The potentially important privacy hearing of Von Hannover and Springer v Germany began yesterday at the Grand Chamber of the European Court of Human Rights regarding the publication of photographs by the media. The International Forum for Responsible Media Blog has provided a copy of the second media intervention in the case from the Media Legal Defence Initiative, the International Press Institute and the World Association of Newspapers and News Publishers.
In the submission the organisations detail the current protections for privacy and freedom of expression across Greece, Hungary, Italy, the Netherlands, France, Poland and Sweden, as well as touching on New Zealand as a comparison.
They conclude that the court should “focus on the principles adopted by domestic courts in balancing Articles 8 and 10 … while affording a wide margin of appreciation to Council of Europe member states in determining the precise balance between such rights in individual cases”.
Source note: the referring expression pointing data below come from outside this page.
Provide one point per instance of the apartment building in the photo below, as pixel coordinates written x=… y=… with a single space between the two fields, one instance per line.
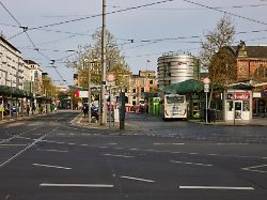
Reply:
x=34 y=78
x=12 y=69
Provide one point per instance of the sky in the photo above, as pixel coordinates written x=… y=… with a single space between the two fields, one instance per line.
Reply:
x=172 y=19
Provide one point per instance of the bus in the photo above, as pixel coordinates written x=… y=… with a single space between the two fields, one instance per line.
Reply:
x=174 y=106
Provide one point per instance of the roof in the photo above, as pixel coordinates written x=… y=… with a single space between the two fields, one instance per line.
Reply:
x=255 y=51
x=9 y=44
x=31 y=62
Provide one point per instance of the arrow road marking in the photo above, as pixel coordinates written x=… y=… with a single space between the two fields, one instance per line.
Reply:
x=214 y=188
x=76 y=185
x=22 y=151
x=116 y=155
x=50 y=166
x=254 y=168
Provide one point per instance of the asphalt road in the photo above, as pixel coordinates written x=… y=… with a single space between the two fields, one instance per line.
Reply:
x=48 y=158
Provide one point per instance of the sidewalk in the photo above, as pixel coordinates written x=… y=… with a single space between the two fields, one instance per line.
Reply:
x=259 y=121
x=20 y=118
x=82 y=121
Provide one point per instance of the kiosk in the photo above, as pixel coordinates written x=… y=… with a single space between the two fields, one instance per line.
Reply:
x=238 y=105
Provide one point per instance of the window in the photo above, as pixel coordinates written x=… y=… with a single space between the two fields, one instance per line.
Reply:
x=246 y=106
x=230 y=105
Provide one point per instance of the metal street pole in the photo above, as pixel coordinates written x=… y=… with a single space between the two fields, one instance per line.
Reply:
x=89 y=93
x=103 y=109
x=110 y=106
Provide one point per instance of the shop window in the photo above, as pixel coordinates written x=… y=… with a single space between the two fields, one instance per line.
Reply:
x=246 y=106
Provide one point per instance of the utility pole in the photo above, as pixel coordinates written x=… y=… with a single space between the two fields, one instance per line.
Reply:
x=89 y=93
x=103 y=104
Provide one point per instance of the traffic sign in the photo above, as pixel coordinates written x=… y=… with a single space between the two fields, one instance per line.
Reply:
x=206 y=87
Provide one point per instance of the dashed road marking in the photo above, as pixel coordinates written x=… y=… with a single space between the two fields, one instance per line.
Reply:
x=76 y=185
x=191 y=163
x=50 y=166
x=13 y=145
x=137 y=179
x=214 y=188
x=117 y=155
x=175 y=143
x=256 y=168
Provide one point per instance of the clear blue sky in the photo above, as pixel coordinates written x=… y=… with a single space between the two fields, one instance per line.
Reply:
x=168 y=20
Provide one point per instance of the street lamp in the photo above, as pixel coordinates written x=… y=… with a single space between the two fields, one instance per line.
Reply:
x=206 y=82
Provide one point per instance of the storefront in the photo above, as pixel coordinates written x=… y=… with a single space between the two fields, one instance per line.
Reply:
x=238 y=105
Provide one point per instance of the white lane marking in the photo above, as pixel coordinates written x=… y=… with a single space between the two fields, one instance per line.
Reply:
x=134 y=149
x=231 y=143
x=193 y=153
x=254 y=168
x=191 y=163
x=60 y=142
x=50 y=166
x=161 y=143
x=13 y=145
x=214 y=188
x=8 y=139
x=137 y=179
x=112 y=143
x=116 y=155
x=22 y=151
x=53 y=150
x=212 y=154
x=76 y=185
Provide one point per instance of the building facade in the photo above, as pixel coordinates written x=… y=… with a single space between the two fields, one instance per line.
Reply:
x=11 y=65
x=140 y=86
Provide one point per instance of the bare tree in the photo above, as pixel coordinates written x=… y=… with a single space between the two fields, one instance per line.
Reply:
x=216 y=57
x=114 y=60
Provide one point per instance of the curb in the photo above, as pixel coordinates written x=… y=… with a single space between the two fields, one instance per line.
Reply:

In particular, the organisations submit that, unless the weights attributed to the factors taken into account by the national courts in performing this balancing act are manifestly inappropriate and therefore result in a decision which clearly falls outside the member state’s margin of appreciation, the findings of local courts in favour of free expression should be “set aside” only if they are shown to be clearly arbitary or summarily dismissive of the privacy/reputational interests at stake. To do otherwise would be wrong in principle, for the reasons given, and would have severe practical consequences for parties, the Court and the domestic implementation of the Convention through national measures.